By Adam Pagnucco.
In a recent memo to the county council, County Executive Marc Elrich cited Open Meetings Act violations by the planning board as a reason to oppose the board’s Thrive 2050 plan. The county executive is right to be concerned about those violations, but he should also be concerned about the violations that have occurred in his own administration.
The Open Meetings Act is a state law setting requirements for governmental entities in Maryland to hold open meetings. The Office of Maryland’s Attorney General summarizes it this way:
The Open Meetings Act is a Maryland statute. It states the goal that “public business be conducted openly and publicly” and sets as the policy of the State that, except in certain “special and appropriate circumstances,” the public “be provided with adequate notice of the time and location of meetings of public bodies, which shall be held in places reasonably accessible to individuals who would like to attend these meetings.”
There are important details in the act, including the definition of covered public bodies, rules for determining quorums and appropriate subjects for closed sessions including “personnel discussions about particular individuals, the receipt of legal advice from the public body’s attorney, and subjects that must be kept confidential under other laws” such as proprietary business information. Generally speaking, meetings that do not fall under these exceptions are expected to be open to the public.
Last March, county resident Gray Kimbrough filed a complaint with the Open Meetings Compliance Board, which investigates violations of the act, alleging “violations by 60 public bodies under the purview of the Office of the County Executive.” The board published an opinion in August which did not agree with all of Kimbrough’s allegations but nevertheless found numerous violations of the act. The board wrote:
As we explain below, we find that many of the Complainant’s assertions fail to allege a violation of the Act, and we lack sufficient details in several other instances to determine whether a violation has occurred. But we also conclude that several bodies violated the Act, by failing to provide reasonable advance notice of meetings, by failing to provide the public information on how to access virtual meetings, by failing to retain meeting notices, by failing to make agendas available to the public or by failing to do so in a timely manner, and by failing to prepare minutes or post them online when it was practicable to do so.

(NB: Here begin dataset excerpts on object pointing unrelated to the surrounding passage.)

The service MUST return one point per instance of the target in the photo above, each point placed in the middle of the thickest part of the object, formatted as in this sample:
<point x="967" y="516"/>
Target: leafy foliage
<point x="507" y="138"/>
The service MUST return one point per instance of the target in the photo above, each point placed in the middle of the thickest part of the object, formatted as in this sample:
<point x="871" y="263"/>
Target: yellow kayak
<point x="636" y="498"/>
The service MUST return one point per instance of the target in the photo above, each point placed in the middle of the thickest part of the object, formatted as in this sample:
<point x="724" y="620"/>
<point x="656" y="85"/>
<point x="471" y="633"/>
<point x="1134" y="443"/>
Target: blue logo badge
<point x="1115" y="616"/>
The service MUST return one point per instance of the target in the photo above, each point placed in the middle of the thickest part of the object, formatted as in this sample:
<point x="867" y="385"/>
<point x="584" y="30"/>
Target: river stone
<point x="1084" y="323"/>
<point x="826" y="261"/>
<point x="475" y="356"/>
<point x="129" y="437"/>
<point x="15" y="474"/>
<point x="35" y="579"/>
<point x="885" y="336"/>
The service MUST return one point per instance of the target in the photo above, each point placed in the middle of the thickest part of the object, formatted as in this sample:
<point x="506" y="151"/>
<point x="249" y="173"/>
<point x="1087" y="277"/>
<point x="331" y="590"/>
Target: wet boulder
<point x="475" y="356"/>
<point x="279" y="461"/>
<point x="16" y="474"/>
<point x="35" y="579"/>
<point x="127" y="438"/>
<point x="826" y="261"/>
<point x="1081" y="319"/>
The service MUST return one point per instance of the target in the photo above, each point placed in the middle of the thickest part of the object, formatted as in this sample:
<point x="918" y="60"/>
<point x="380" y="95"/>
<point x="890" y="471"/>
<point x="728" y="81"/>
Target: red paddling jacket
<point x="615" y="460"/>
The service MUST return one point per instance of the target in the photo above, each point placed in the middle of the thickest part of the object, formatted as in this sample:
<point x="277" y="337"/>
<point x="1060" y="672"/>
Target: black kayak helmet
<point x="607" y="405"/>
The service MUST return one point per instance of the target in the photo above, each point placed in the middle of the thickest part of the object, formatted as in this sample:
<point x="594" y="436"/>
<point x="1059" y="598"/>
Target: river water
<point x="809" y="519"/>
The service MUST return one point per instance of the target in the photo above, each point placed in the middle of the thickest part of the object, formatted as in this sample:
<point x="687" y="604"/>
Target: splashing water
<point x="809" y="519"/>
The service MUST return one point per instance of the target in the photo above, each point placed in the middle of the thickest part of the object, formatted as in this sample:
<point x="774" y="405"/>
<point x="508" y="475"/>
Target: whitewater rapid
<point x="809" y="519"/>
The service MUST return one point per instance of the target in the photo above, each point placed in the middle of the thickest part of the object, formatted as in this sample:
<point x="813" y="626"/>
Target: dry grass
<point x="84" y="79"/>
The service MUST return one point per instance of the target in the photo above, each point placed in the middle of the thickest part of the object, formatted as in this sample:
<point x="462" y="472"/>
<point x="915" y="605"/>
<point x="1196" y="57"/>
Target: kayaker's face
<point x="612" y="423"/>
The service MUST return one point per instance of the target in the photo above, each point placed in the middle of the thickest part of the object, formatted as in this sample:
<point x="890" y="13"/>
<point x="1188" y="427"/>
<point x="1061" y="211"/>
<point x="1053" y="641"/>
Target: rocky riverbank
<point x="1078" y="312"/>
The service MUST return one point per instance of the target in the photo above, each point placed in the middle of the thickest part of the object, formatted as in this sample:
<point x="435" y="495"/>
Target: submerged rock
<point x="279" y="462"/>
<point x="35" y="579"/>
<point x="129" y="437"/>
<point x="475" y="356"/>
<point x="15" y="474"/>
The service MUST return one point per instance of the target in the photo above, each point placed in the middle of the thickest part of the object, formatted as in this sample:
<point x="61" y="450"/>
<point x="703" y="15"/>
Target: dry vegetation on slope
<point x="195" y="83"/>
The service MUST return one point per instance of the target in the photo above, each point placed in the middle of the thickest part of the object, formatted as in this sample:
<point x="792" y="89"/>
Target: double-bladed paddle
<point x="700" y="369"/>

The board’s opinion is 7 pages long and makes clear that the county admitted many violations of the act while leaving many other allegations unresolved. In addition to the hyperlink above, the opinion is stored on this site and can be downloaded below.
Open Meetings Compliance Board Opinion 163 (2022)
So what happens when the act is violated? According to the Office of Maryland’s Attorney General, there are two modes of redress. The first involves the Open Meetings Compliance Board, whose authority is described in this way:
First, you may file a complaint with the Open Meetings Compliance Board to seek an advisory opinion on whether the public body violated the Act. The public body then has 30 days in which to respond, and the Compliance Board usually issues an opinion within 30 days after that. The Compliance Board has no budget of its own and does not have investigative powers. Its three members are appointed by the Governor and serve without compensation. The Compliance Board’s procedures are posted at http://www.marylandattorneygeneral.gov/Pages/OpenGov/Openmeetings/default.aspx. It does not address Public Information Act complaints.
The Compliance Board’s opinions are not enforceable orders; that complaint route instead is a way of seeing that the public body gets relatively prompt guidance on how to comply with the Act. However, when the Compliance Board finds a violation, a member of the public body must summarize the opinion in the next open meeting, a majority of the members must sign a copy to acknowledge that they have received it, and the violator is identified on the webpage used by the Compliance Board for publishing its opinions. The public body must send a signed copy of the opinion to the Compliance Board. The Compliance Board route is free and also faster and more informal than litigation.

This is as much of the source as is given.